HTX_websitebanners_2021oct_3

AI Summaries, In a Nutshell

by Ong Pang Wei - Data Science and Artificial Intelligence CoE

ATS cover
In our efforts to advance the Home Team’s Science and Technology, it is crucial for us to keep up to speed on the latest and greatest developments for wise decision-making.

However, in this era of Big Data, huge volumes of noise and data are being generated every second. How can time-pressed officers cut through the chaos and make sense of it all?

Well, with Automatic Text Summarisation (ATS), we could train computers to sift through the information and summarise its key points with the push of a button!

ATS is part of Natural Language Processing (NLP), a field in Artificial Intelligence (AI) that seeks to help computers understand human language. We interact with NLP all the time - when our phones autocorrect our typos, when we use a translation app, or even when we ask Google a question.

ATS is a higher-level application of NLP, where a computer “reads” a large set of text and shortens it into its key messages. Having computers automate the summarisation of text can help to reduce time spent on research, allow for more consistent filtering of key information, and can even rival human summaries in its quality.

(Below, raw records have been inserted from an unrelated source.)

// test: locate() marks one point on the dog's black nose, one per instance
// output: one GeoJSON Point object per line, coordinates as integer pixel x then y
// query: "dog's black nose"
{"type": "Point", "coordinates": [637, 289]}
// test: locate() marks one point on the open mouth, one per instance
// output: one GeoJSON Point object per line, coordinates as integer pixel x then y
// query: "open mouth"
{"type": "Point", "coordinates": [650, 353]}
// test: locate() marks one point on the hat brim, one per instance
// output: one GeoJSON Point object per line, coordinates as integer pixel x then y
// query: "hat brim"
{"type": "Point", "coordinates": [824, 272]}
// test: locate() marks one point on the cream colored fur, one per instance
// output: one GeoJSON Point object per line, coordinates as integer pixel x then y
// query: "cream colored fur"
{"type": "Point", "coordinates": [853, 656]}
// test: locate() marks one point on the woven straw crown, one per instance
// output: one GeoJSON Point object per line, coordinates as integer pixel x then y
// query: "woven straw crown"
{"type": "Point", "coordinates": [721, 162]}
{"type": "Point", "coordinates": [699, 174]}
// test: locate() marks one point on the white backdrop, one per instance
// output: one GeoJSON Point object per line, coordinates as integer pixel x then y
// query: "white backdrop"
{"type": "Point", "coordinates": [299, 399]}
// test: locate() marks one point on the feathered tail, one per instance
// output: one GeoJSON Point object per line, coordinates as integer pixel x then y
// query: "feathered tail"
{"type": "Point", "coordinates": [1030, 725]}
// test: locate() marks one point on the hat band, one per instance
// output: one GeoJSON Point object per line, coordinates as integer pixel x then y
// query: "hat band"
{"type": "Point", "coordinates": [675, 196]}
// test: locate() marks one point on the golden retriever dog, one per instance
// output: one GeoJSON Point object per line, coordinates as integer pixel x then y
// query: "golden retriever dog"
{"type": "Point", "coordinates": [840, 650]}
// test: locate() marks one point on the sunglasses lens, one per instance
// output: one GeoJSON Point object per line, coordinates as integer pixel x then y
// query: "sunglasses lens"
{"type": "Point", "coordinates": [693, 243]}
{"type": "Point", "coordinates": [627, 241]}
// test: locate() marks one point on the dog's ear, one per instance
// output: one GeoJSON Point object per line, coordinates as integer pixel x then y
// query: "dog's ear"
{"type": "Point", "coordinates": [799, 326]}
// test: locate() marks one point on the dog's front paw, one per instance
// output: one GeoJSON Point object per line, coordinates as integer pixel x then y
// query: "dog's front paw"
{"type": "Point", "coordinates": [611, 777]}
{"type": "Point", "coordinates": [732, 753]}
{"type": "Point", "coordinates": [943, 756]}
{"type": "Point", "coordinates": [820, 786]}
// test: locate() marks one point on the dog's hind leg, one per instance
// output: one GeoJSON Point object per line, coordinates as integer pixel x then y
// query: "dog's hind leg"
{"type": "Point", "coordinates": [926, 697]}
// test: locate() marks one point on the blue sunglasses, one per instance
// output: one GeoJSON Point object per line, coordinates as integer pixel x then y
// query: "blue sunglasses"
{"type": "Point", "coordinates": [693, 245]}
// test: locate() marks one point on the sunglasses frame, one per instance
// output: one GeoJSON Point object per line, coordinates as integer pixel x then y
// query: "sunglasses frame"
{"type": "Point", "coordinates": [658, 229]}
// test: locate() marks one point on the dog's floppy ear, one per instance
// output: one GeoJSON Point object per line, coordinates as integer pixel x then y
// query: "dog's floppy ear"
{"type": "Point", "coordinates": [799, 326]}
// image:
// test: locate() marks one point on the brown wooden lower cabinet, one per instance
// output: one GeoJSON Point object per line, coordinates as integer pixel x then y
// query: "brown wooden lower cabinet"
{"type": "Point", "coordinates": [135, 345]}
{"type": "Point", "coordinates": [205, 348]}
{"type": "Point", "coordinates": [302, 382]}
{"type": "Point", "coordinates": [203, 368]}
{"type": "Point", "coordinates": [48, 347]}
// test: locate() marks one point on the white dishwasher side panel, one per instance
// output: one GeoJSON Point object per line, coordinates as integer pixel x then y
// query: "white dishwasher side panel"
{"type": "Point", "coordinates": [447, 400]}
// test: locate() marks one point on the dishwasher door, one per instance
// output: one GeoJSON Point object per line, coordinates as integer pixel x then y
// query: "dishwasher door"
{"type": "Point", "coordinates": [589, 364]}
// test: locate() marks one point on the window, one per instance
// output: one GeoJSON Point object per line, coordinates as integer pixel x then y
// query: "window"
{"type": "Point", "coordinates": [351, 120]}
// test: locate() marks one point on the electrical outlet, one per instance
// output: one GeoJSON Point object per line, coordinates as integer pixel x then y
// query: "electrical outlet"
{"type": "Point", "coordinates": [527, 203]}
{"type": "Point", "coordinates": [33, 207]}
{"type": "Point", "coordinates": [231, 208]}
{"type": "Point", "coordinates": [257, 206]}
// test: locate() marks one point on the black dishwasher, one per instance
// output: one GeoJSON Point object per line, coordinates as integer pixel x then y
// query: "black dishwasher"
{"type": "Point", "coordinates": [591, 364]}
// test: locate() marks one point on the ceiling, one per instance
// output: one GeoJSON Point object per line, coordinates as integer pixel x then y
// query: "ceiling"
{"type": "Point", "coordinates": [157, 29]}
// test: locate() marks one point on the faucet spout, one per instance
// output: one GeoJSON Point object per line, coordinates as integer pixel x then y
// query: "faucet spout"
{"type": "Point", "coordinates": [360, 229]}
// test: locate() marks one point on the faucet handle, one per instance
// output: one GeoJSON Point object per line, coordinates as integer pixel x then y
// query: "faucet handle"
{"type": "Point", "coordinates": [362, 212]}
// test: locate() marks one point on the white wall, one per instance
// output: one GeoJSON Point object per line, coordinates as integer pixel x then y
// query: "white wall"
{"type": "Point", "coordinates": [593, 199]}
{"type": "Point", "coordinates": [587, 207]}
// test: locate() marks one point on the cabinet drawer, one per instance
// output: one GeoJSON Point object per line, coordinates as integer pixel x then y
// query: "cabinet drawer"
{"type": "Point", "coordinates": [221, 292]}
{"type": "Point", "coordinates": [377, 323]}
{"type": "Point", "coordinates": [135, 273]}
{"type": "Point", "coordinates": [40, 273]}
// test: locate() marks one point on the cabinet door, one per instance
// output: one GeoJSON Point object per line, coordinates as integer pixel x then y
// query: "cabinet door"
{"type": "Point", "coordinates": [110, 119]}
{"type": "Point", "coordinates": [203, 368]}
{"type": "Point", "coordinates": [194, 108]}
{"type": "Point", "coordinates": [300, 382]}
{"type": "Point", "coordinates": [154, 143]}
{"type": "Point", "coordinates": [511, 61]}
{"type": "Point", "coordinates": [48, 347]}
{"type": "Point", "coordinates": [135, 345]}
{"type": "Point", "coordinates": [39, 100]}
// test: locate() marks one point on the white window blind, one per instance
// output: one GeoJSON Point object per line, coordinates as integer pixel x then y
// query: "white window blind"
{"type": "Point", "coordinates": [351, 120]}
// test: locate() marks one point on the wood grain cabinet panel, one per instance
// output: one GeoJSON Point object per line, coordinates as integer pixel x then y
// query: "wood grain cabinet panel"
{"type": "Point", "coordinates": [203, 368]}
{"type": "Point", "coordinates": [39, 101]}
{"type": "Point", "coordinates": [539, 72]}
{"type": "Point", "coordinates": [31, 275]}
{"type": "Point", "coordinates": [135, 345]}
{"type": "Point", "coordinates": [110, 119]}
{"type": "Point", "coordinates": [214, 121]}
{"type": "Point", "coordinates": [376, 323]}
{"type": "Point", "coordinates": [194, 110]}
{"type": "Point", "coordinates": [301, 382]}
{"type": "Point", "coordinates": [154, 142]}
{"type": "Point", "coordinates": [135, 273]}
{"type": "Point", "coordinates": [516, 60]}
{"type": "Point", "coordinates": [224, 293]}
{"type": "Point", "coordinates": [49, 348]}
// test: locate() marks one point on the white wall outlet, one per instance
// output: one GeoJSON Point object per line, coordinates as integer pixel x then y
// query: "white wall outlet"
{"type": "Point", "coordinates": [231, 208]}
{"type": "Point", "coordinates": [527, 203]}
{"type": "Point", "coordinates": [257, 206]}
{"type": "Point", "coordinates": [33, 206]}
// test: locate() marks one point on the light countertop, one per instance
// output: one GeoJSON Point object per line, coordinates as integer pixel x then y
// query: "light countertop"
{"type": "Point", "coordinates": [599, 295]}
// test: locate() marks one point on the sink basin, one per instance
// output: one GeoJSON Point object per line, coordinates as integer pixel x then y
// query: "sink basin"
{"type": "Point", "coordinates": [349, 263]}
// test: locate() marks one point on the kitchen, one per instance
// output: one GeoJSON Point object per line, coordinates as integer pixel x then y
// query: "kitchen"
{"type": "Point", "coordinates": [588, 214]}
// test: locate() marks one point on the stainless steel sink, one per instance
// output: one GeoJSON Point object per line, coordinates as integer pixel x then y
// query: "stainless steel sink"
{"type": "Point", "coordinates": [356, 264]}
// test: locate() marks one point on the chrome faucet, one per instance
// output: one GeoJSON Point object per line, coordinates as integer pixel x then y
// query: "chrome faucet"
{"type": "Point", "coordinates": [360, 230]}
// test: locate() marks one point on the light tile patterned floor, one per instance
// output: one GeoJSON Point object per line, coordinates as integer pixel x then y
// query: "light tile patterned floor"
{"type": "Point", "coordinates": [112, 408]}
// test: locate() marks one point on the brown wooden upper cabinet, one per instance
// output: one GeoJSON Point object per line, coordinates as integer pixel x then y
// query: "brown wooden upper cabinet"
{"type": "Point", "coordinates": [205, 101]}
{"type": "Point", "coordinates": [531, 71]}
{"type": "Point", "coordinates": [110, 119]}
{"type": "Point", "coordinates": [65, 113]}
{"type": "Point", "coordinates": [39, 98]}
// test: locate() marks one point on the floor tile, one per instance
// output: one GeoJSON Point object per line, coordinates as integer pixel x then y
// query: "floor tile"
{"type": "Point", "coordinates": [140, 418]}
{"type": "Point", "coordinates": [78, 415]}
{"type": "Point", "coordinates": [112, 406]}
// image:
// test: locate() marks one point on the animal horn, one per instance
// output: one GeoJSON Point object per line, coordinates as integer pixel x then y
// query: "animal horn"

But before a computer can summarise a text well, it first needs to know what it means.

Distilling Meaning

HTX’s Data Science and AI (DSAI) Centre of Expertise leverages Google’s open-source, neural network-based Bidirectional Encoder Representations from Transformers (BERT)1 model.

Trained on a massive amount of data, BERT can “understand” language so well that it can determine the importance of certain words in their context. For example, it can differentiate whether the word ‘bat’ meant the animal or the sports equipment within the sentence.

Using BERT’s methodologies as a base, DSAI is building better ATS models that can pick out the core messages from a piece of text to produce higher quality summaries.

Above and Beyond

Currently, most ATS programs are only able to generate one summary from one article. However, to make sense of a topic given the deluge of information in our big data era, we need a way to synthesise one topical summary from many sources.

Hence, DSAI explored the generation of one summary from multiple articles through the innovative use of network analysis techniques. 

ATS

This technique first combines all the information from multiple sources into one document. Each sentence will be analysed, and the important information will be extracted to construct a final document for summarisation. (Image credit: HTX)

These summaries are incredibly useful in many domains - one of which is condensing news for rapid sensemaking. Today, news summarisation within the Home Team is a largely manual process done by officers. If we could automate this process with ATS, we can complement their efforts by processing a greater volume of articles at a fraction of the time.

In the near future, Home Team officers can use HTX’s ATS to automatically distil key information from various sources, allowing for rapid sensemaking that supports decision-making to protect Singapore’s safety and security.

 

 

1Devlin, J., Chang, M.-W., Lee, K., & Toutanova, K. (2018). BERT: Pre-training of Deep Bidirectional Transformers for Language Understanding. arXiv:1810.04805v2.